La vicenda del
Made in Italy o, meglio, del Made in Veneto, nel Lazio o in Molise, e l’atteggiamento della Commissione dell’Unione europea
richiedono qualche parola di commento e, se lo si consente, un
suggerimento, tanto più credibile perché proviene da chi ha da sempre
sostenuto che non è ragionevole, al di là delle DOP, IGP e dei tanti altri
segni distintivi riconosciuti dal diritto dell’UE, creare nuove indicazioni
d’origine; ed in linea astratta sono ancora convinto che questa sia la
soluzione giusta.
Ma il mondo non finisce ai confini europei, né l’Unione ha la forza
giuridica – e certo neppure quella diplomatica, per tacer d’altro – per far valere le sue ragioni; e così si assiste a un pullulare di marchi,
marchietti, bandierine tricolori, paesaggi napoletani e millanta altri segni
distintivi utilizzati da cinesi, nordcoreani, giapponesi, thailandesi e così
via – sono compresi anche, ed in prima linea, gli statunitensi – che
lasciano credere ai consumatori di tutto il mondo che comprando quei
prodotti, si mangi e beva “italiano”, ma anche si vesta e si usino auto
“italiane” grazie allo sfoggio, addirittura, di nomi propri di persona italiani
applicati ad una berlina prodotta in estremo oriente.

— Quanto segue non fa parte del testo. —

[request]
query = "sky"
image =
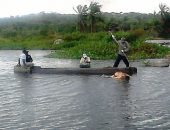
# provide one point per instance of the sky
(23, 7)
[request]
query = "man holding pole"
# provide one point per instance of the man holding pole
(123, 48)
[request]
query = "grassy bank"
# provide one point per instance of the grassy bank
(101, 46)
(96, 45)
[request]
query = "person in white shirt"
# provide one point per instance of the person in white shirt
(85, 61)
(22, 61)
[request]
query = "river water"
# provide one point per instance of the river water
(81, 102)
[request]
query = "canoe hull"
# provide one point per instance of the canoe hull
(85, 71)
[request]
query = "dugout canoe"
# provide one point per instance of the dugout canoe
(85, 71)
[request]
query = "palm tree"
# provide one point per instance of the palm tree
(82, 17)
(94, 13)
(165, 19)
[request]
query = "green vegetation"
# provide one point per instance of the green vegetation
(87, 32)
(101, 46)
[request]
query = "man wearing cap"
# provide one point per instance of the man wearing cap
(123, 48)
(85, 61)
(22, 61)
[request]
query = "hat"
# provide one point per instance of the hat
(25, 51)
(122, 39)
(84, 55)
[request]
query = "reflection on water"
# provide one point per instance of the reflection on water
(78, 102)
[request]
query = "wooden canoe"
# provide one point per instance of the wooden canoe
(85, 71)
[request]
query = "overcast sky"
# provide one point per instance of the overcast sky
(23, 7)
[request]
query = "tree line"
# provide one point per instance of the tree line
(87, 19)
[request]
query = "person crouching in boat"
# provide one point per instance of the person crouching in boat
(85, 61)
(22, 61)
(120, 76)
(29, 59)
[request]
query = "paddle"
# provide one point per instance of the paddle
(114, 38)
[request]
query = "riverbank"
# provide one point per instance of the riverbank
(99, 46)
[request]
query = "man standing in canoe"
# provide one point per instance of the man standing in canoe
(123, 48)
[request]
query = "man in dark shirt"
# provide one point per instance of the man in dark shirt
(28, 57)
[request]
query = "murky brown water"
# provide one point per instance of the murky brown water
(78, 102)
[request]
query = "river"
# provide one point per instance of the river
(81, 102)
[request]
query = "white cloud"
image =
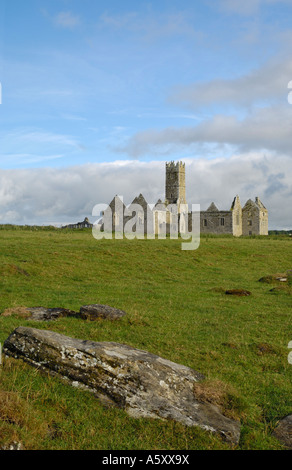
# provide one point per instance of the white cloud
(267, 128)
(248, 7)
(67, 19)
(44, 196)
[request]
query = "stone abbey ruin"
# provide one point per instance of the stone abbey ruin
(173, 212)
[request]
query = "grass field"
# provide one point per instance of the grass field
(176, 308)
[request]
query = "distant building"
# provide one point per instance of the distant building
(84, 224)
(252, 219)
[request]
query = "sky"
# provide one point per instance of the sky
(97, 96)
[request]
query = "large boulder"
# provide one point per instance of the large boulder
(144, 384)
(95, 311)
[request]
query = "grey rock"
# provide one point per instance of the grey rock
(283, 432)
(94, 311)
(143, 384)
(47, 314)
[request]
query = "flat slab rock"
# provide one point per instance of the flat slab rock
(144, 384)
(47, 314)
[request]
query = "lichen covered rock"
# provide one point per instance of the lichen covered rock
(144, 384)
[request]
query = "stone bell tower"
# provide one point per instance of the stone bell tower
(175, 183)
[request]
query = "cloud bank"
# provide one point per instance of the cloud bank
(60, 196)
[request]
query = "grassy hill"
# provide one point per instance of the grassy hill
(176, 308)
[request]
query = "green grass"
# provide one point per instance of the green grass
(176, 308)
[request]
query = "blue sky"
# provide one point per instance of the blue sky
(140, 83)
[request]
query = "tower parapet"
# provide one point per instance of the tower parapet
(175, 183)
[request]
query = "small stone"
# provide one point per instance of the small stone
(95, 311)
(238, 292)
(283, 431)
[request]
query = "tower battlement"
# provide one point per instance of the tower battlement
(175, 166)
(175, 183)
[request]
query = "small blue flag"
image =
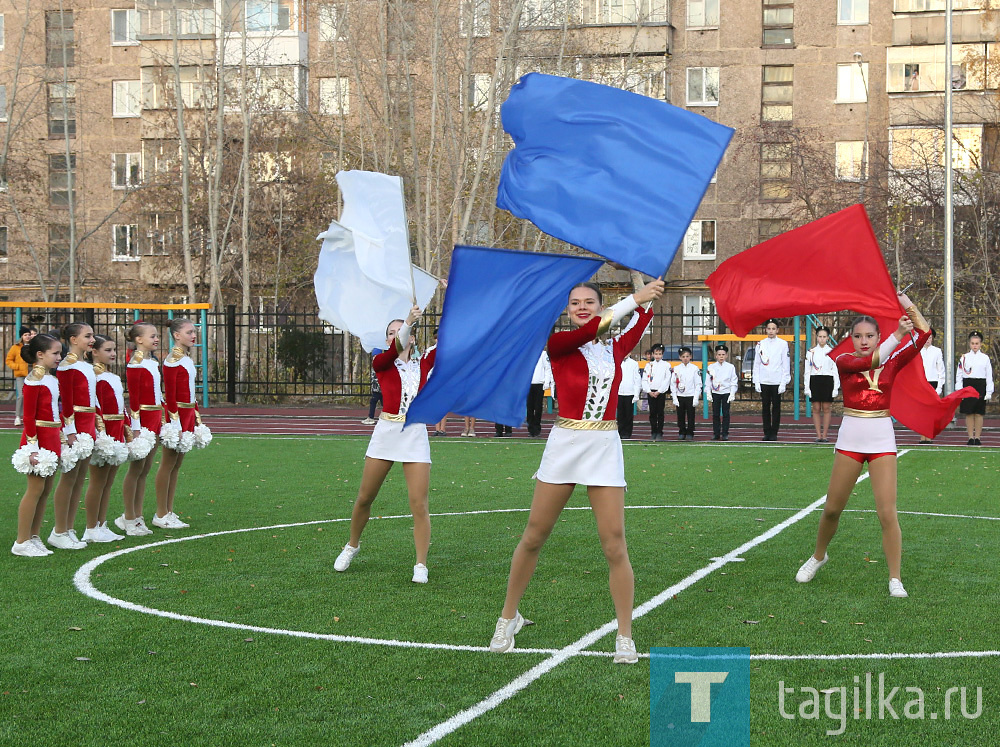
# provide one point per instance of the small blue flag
(614, 172)
(499, 310)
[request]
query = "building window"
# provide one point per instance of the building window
(922, 148)
(775, 171)
(768, 228)
(703, 86)
(332, 22)
(776, 94)
(270, 15)
(851, 165)
(699, 240)
(477, 91)
(334, 96)
(126, 170)
(475, 15)
(778, 23)
(852, 12)
(60, 44)
(62, 179)
(852, 83)
(703, 13)
(58, 250)
(699, 315)
(125, 247)
(124, 27)
(126, 98)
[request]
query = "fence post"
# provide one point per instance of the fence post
(231, 353)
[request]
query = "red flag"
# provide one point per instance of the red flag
(831, 264)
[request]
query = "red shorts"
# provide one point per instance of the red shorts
(862, 458)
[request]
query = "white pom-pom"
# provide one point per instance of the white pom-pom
(83, 446)
(143, 442)
(186, 443)
(170, 435)
(202, 436)
(21, 459)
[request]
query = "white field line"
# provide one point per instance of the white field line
(512, 688)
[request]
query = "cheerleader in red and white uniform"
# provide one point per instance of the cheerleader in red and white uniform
(184, 430)
(866, 435)
(400, 377)
(142, 375)
(78, 398)
(41, 442)
(110, 449)
(584, 448)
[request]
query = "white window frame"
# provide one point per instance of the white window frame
(335, 96)
(707, 75)
(856, 9)
(131, 235)
(122, 96)
(131, 160)
(132, 24)
(700, 14)
(693, 240)
(852, 83)
(844, 152)
(706, 310)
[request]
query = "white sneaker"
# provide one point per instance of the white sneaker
(27, 549)
(503, 636)
(808, 570)
(40, 545)
(107, 534)
(65, 541)
(625, 652)
(343, 561)
(136, 527)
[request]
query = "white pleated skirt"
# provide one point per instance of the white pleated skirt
(392, 442)
(583, 457)
(866, 435)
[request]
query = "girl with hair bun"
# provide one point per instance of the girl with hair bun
(78, 397)
(183, 430)
(41, 442)
(975, 370)
(110, 449)
(142, 376)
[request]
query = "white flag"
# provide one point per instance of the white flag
(363, 281)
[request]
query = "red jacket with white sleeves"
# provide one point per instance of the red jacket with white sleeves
(570, 353)
(78, 396)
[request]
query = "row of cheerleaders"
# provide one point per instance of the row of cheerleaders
(584, 447)
(75, 422)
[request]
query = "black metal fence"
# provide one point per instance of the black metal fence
(292, 356)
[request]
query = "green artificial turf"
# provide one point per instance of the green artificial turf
(79, 671)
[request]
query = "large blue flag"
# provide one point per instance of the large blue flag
(499, 310)
(612, 171)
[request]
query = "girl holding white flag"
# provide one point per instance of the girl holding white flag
(584, 448)
(400, 377)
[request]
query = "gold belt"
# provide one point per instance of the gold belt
(866, 413)
(587, 425)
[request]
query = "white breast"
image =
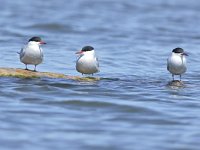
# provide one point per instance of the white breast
(87, 63)
(31, 54)
(176, 64)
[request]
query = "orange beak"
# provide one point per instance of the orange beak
(79, 52)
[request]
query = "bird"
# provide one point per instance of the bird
(87, 62)
(32, 53)
(176, 63)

Se in questo ultimo caso il richiamo è subdolo, ma non completo, dato che la casa produttrice dell’autoveicolo è palesemente orientale – si sfrutta solo la nomea che Ferrari, Lamborghini, Alfa Romeo hanno o hanno avuto nel mondo – nel caso dei cibi l’inganno è molto più efficace, poiché la somma delle informazioni fornite in etichetta lasciano credere una origine che non c’è, o, quanto meno, richiamano uno stile di vita che è italiano anche grazie ai suoi alimenti, ma che italiano non è.
Giunti a questo punto, data l’impotenza dell’UE a far valere i diritti dei
produttori occorre che la Commissione, che pure parla tanto di tracciabilità, di informazione corretta e completa del trasformatore,
consenta, pur con tutte le cautele necessarie per evitare truffe o altri
imbrogli, la creazione di marchi regionali o, comunque, di altri segni
distintivi che evidenzino sempre più l’origine del prodotto, in specie
alimentare, fondata vuoi sulla territorialità della materia prima vuoi sulle
tecniche usate, che sono italiane anche quando per porle in essere si
utilizzano macchinari stranieri.
È la storica sapienza dei nostri produttori che va evidenziata, e se
qualcuno fallirà nell’impresa, molti invece saranno quelli che avranno
successo. Ovviamente non credo che tali segni distintivi avranno la
capacità di imporsi, salvo qualche raro caso, nel mercato allargato; ma
allora, che timore si ha a permetterne l’uso?